Uscii sconvolta da quella giornata. Poi ho ripensato alle nostre condivisioni, e mi sono resa conto che più gli anni passano, e quindi più vedo le giovani cambiare, più esse hanno difficoltà a parlare di sé. Sul piano spirituale e teologico sono imbattibili (imparo tanto da loro), ma per quanto riguarda la loro umanità c’è un cantiere aperto, dove si potrebbe dire che mancano le fondazioni. Come se non sapessero chi esse sono, non sapessero le cose che piace loro fare o che fanno bene, fino a lanciarsi subito nei discorsi generici sui problemi della società... A questo punto mi chiedo che «efficacia» abbia un discorso teoretico che non sia sostenuto dalla «carne», che non sia radicato nella vita.

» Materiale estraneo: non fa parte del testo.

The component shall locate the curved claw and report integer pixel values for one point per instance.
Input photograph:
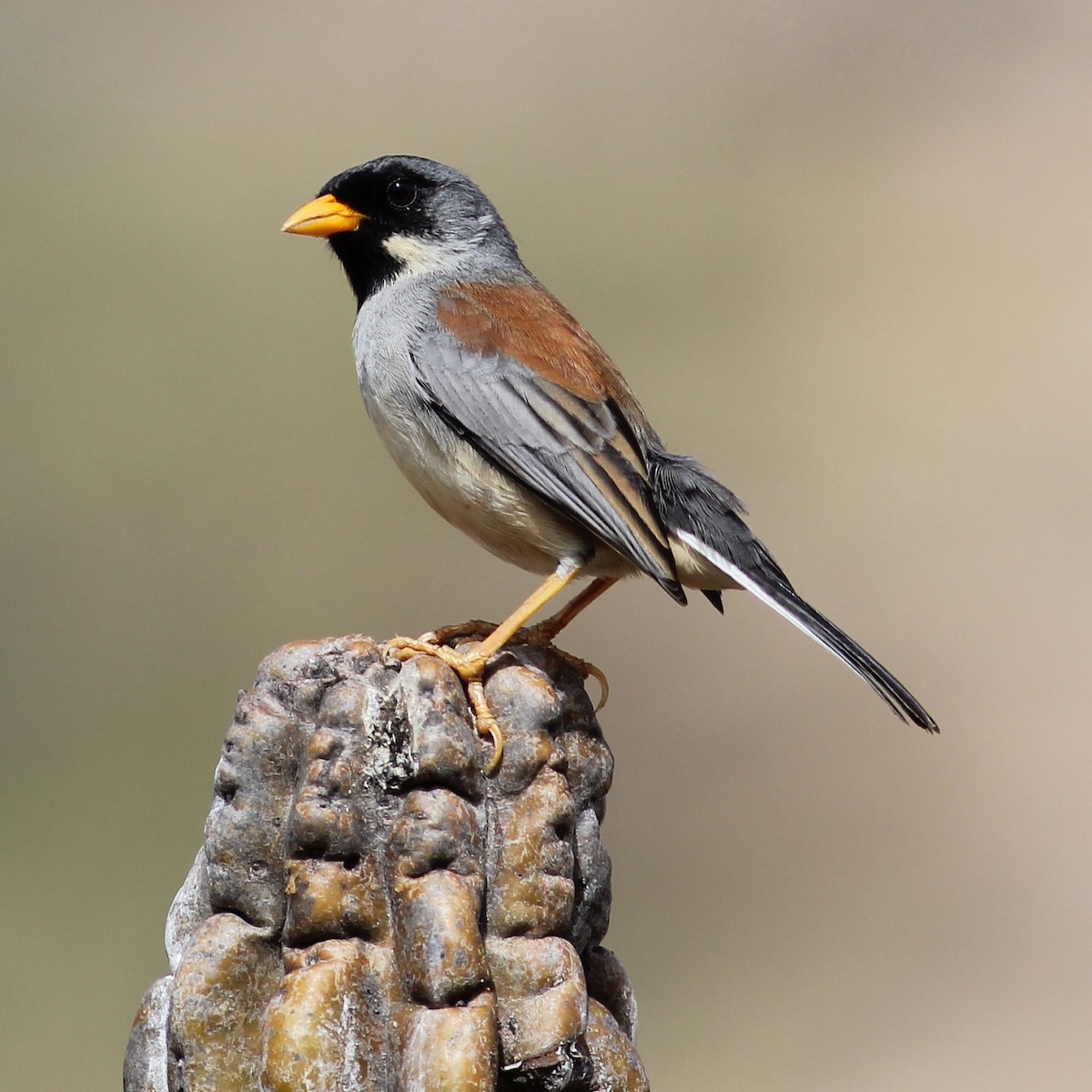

Un mio caro amico, diventato vescovo, mi diceva anni fa: «Con i giovani di oggi bisogna prima insegnare ad essere uomini e donne, e poi passare allo spirituale». Quanto è vero! Quindi con queste ragazze ho iniziato a farle riflettere sui loro desideri profondi. Come possono amare sé stesse se non si conoscono, se non sanno di cosa sono capaci? Edith Stein non dice altro quando scrive che la donna rischia di perdere la sua «forma» e di disperdersi quando non è impegnata in modo profondo in un lavoro o in un’attività. Penso che abbiamo tutte fatto l’esperienza del grande rischio che incombe quando vogliamo fare tutto e alla fine finisce che non combiniamo un granché. È quindi importante fare un lavoro di oggettivazione, interrogandosi sulle cose che ci piace fare e che ci aiutano ad avere più fiducia in noi stesse, a condividere i nostri talenti con gli altri. Non importa che i talenti ricevuti siano due, cinque o dieci, ma è mia responsabilità farli fruttificare.

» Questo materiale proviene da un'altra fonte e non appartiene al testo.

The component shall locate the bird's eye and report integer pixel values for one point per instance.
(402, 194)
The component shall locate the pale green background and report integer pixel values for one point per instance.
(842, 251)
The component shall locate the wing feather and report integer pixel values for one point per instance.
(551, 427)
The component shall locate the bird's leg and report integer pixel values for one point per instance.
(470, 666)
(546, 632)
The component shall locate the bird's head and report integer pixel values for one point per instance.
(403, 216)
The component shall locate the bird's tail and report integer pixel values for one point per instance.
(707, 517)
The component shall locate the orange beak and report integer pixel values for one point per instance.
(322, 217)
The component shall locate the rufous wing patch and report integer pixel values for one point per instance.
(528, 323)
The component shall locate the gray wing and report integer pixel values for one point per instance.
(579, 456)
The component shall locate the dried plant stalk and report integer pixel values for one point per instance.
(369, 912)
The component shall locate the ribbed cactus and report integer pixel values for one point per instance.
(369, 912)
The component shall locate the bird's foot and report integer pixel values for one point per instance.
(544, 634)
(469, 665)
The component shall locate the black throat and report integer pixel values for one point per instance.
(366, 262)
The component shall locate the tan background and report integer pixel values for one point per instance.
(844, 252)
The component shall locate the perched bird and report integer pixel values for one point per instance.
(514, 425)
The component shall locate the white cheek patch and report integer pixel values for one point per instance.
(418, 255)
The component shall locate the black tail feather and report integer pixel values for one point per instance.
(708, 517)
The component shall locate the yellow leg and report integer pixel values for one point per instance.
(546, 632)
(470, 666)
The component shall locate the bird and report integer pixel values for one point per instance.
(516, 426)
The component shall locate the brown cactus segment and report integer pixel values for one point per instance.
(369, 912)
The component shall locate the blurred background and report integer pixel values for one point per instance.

Spesso come cattoliche c’è la tentazione di dimenticarci di noi per aiutare gli altri. Mi sembra che così facendo si viene meno al comandamento di Gesù: «Ama il prossimo tuo come te stesso». Come mai queste ultime tre parole sono quasi sempre cadute in oblio? E quindi quando faccio un’attività che mi fa piacere mi sento in colpa... Non è egoismo prendere tempo per sé stesse, anzi vediamo che le donne che si concedono ogni tanto un piacere sono più capaci di aprirsi agli altri. Ho diverse amiche, mamme, nonne, impegnatissime in diversi campi, che hanno trovato una risorsa nel seguire un corso di attività manuale, ceramica, découpage, cucito, e simili. Una di esse mi diceva che quando ne usciva si sentiva meglio, piena di energie da poter condividere con gli altri. Il giorno del mio compleanno mi sono iscritta ad un corso di «costruzione con il cartone»: nel Metodo Montessori si usano tante scatole, vassoi diversi che costano parecchio. È stata una giornata che mi ha fatto tanto bene! Non solo per il sano orgoglio di aver costruito una scatola bellissima (con il coperchio!), ma anche perché lavorare con le mani rilassa, la precisione ha un senso e dà sicurezza. Allora riprendiamo l’uncinetto, il libro di ricette, la penna per scrivere lettere, forbici e aghi. Chiediamo consigli alle nostre nonne su come si fa. Ritroviamo l’uso delle nostre mani. Al lavoro!



 

1 A. Bonaguro, M. Dell’Asta, G. Parravicini, Vive come l’erba... Storie di donne nel totalitarismo, La casa di Matriona, Milano 2015, p. 71-74. Dopo una lezione di storia durante la quale è colpita dalle parole sulla giustizia, Kommunella fonda con altri cinque compagni di classe un gruppo terroristico clandestino «Morte a Berija» che scrive volantini che incollano sui muri. Nel 1948 quando ormai il gruppo non esiste più i membri sono arrestati, ha 24 anni. Dopo cinque mesi di inchiesta è condannata a 25 anni di lager e a 5 anni di privazione dei diritti civili. Dopo 8 anni è liberata.

 

 

2 R. Sennett, Ce que sait la main. La culture de l’artisanat, Albin Michel, Paris 2010.